US FDA Seeks Input From Public to Prevent Repeat of EVALI Event

Today, the U.S. Food and Drug Administration opened a docket to obtain data and information related to the use of vaping products that are associated with e-cigarette, or vaping, product use-associated lung injury (EVALI).

This request for information responds to direction from Congress to gather information from the public that could help identify and evaluate additional steps the FDA could take to address the recent lung injuries associated with the use of vaping products and to help prevent similar occurrences in the future, FDA Commissioner Stephen Hahn stated in a release.

“Our investigation has brought to the forefront the serious risks of using illicit, black market products. As part of our efforts to mitigate and prevent a potential future outbreak of vaping injuries, we are asking the public for input on additional steps the FDA can take to inform our regulatory work and address the illegal modification of these products.”

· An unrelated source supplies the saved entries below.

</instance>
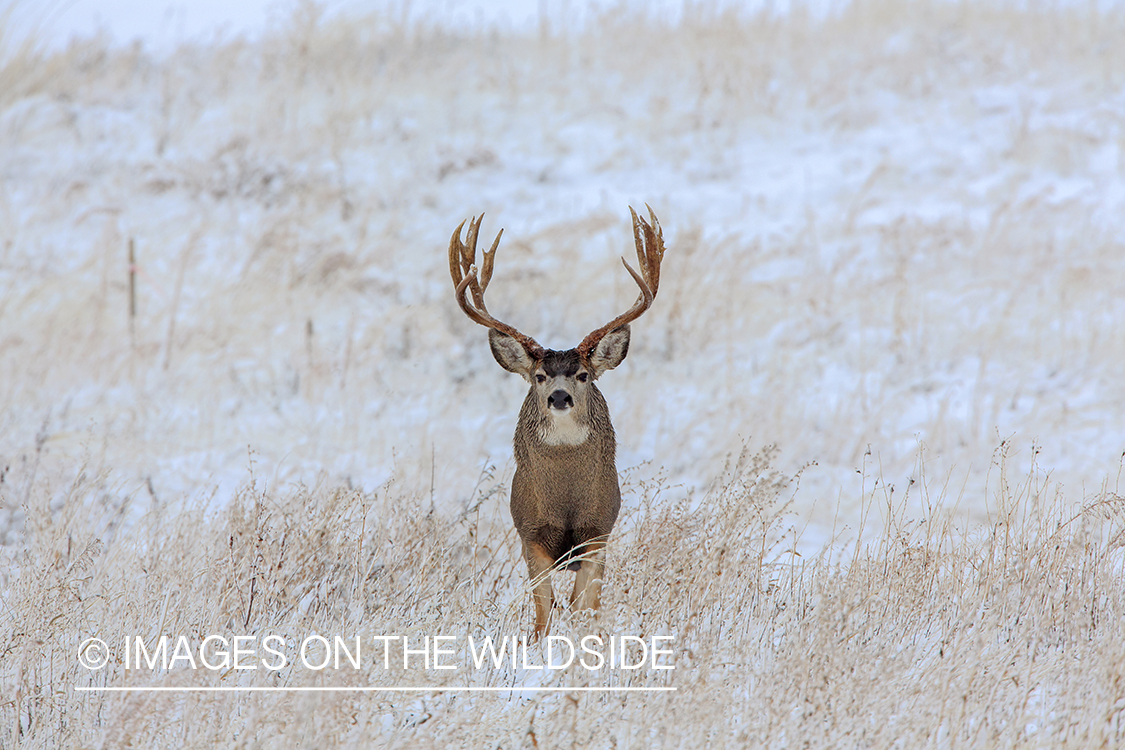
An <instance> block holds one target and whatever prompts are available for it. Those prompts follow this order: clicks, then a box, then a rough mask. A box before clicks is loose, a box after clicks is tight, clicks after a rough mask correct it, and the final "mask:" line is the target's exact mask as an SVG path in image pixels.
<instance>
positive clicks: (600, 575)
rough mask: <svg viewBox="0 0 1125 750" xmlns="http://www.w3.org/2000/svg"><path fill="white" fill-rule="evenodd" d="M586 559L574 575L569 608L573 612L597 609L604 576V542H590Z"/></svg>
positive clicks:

The FDA is seeking unpublished data or information related to the use of vaping products that are associated with recent lung injuries including information on specific chemicals, compounds, ingredients or combinations of ingredients that when inhaled or aerosolized, may be associated with EVALI symptoms, as well as product design and potential ways to prevent consumers from modifying or adding substances to these products that are not intended by the manufacturers.

Starting Feb. 18, 2020, you may submit responses to this RFI to Federal Register docket FDA-2020-N-0597 on regulations.gov. Comments should be submitted by April 20, 2020.